Select 5 different genes with different t-statistic values. Display the histograms for the expression levels for ALL and AML tumors, for each of the genes. Choose an appropriate way to arrange the histograms. You likely will want to use facets (see Ch. 4 of Data Visualization).

Grading scheme

Good visualization that demonstrates what happens for different values of the t-statistic: 7 points
Appropriate captions (including the value of the t-statistic): 3 points

Part 5: Some experiments with logistic regression (10 pts)

Fit a logistic regression model to classify ALL vs. AML, using all the available gene expression variables (this can be done using glm(y ~ ., family = binomial, data = train.aml.all)). Do you observe overfitting? Discuss why that might be.
Fit three logistic regression models to classify ALL vs. AML, using one, two, and three gene expressions variables chose arbitrarily (for example, you might just choose the first three available variables). Evaluate the models on the training and the validation set, and report what you observe.

Grading scheme

Correct code: 5 pts
Good reports: 5 pts

Part 6: Variable selection using the t-statistic (30 pts)

Large and positive and large and negative t-statistics indicate that the expression levels are very different in ALL and AML tumors for the gene of interest.

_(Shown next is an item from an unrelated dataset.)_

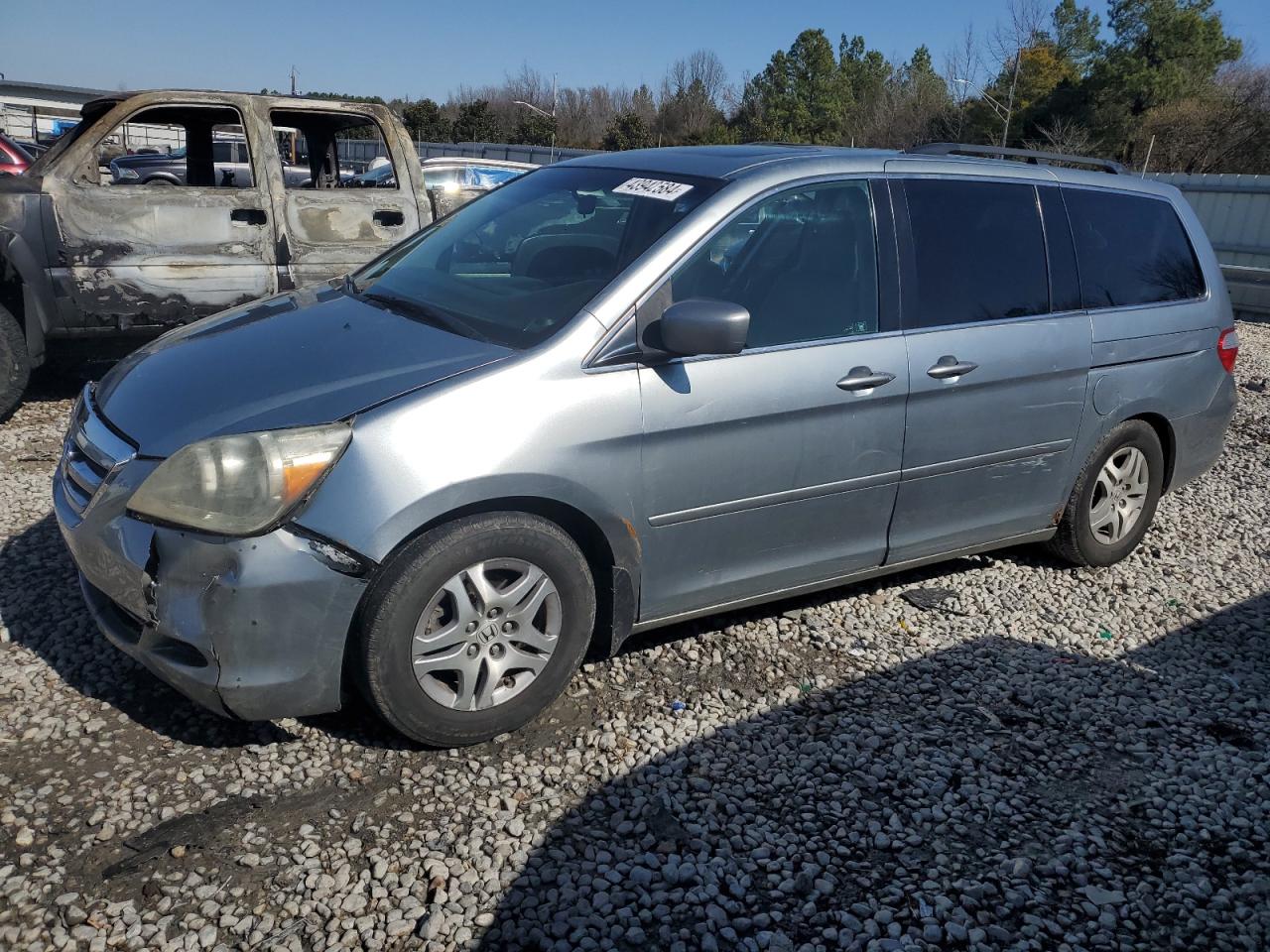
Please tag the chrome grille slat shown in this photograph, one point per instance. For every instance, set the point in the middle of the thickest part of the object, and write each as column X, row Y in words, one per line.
column 91, row 451
column 82, row 475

Experiment with using the variable that corresponds to the t-statistic with the largest absolute value, the two variables that correspond to the two t-statistics with the largest absolute value, …, etc up to 10 variables.

Report on what you observe. You should use at least one visualization (produced with ggplot).

(Note: while it is possible to automate the process of using different numbers of variables, it is OK to not automate it, and simply use copy-and-paste to construct the 10 regressions.)

Part 7: Exploring variable selection using the t-statistic (10 pts)

If the t-statistic is used as a way to select the most important variables, the expression which genes would be considered the most important? To answer this, write code to obtain the names of the 10 most important genes, using the t-statistic as the criterion.

An alternative way of doing this would be to obtain the genes that correspond to the highest coefficients when we run the regression glm(y ~ ., family = binomial, data = train.aml.all). What are the top 10 genes that would be obtained that way?

Comment on why the second way can be worse than the first way discussed here.

Grading scheme:

Correct code: 5 points
Good discussion: 5 points

A note

In this project, you are using just one training and one validation set. We decided to forego having a test set since there is very little data to spare. In principle, you would set aside a test set, and evaluate the final model on it.